As he regained consciousness he once again found himself disoriented and confused. Benjamin recalls, “The next day, one of the other people in the ward had a visitor, and he also came over to me and started talking to me. His name was Daughin Chan and he was a Christian, visiting his father-in-law. He asked about why I was in hospital, so I told him everything. He listened, and then told me about how I can have hope in God and Jesus Christ. I had heard about Jesus in Burundi and was against it, to be honest. But now the story seemed different. I had nothing else, so I agreed to pray with him to receive Christ in my heart. What did I have to lose? As we were praying, it is hard to describe, but all the darkness and heaviness that I had been feeling seemed to lift from me……I began to have a new sense of hope. Not complete optimism, but hope for the future.” Daughin gave Benjamin his mobile number and told him to call once he was out of hospital. They became friends and eventually Daughin brought Benjamin to the Vine. Through the refugee ministry, members of the church began to help Benjamin with the process of becoming an official refugee; by giving advice about living in Hong Kong, praying with him and supporting him whilst he waited for news.
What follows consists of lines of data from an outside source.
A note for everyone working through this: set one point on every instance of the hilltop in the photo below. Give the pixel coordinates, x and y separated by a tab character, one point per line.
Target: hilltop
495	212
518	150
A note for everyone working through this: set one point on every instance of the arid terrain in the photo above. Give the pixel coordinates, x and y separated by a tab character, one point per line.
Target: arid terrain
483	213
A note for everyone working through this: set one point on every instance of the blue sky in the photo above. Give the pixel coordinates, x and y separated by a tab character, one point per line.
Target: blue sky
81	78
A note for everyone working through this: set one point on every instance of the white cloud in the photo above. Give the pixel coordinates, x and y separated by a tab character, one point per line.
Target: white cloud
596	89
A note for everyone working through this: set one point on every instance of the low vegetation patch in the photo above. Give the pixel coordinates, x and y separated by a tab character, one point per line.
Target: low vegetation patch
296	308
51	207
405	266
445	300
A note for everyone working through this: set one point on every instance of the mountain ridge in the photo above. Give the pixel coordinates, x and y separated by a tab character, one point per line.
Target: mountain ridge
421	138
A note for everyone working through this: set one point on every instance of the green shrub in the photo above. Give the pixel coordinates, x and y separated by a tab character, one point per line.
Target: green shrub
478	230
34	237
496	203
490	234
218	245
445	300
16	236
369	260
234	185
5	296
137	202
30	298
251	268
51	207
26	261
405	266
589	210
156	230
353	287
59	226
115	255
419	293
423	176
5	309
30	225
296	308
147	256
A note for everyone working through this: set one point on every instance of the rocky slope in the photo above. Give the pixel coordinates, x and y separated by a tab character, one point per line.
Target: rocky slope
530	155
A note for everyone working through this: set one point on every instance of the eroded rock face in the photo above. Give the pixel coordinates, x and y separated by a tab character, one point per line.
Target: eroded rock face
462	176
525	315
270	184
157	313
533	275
Benjamin tells us that through the power of friendship and community, he found the mental strength to wait and put his time to good use by volunteering at a local orphanage. “As my faith in Jesus grew, my dependence in life shifted from what UNHCR could do for me to what Jesus could do for me.”

Benjamin received the news that he could become a citizen of Tanzania (Burundi borders Tanzania). Although by this point he had established a strong network of friends and supporters in Hong Kong, the opportunity of being able to return to his home continent and have a home country was the answer to his prayers. He was no longer a refugee or asylum seeker. He had a home once more and he had a passport to prove it! Not long after, he returned to Africa and started working with street children in Tanzania’s cities.

*Name has been changed to protect the identity of the individual.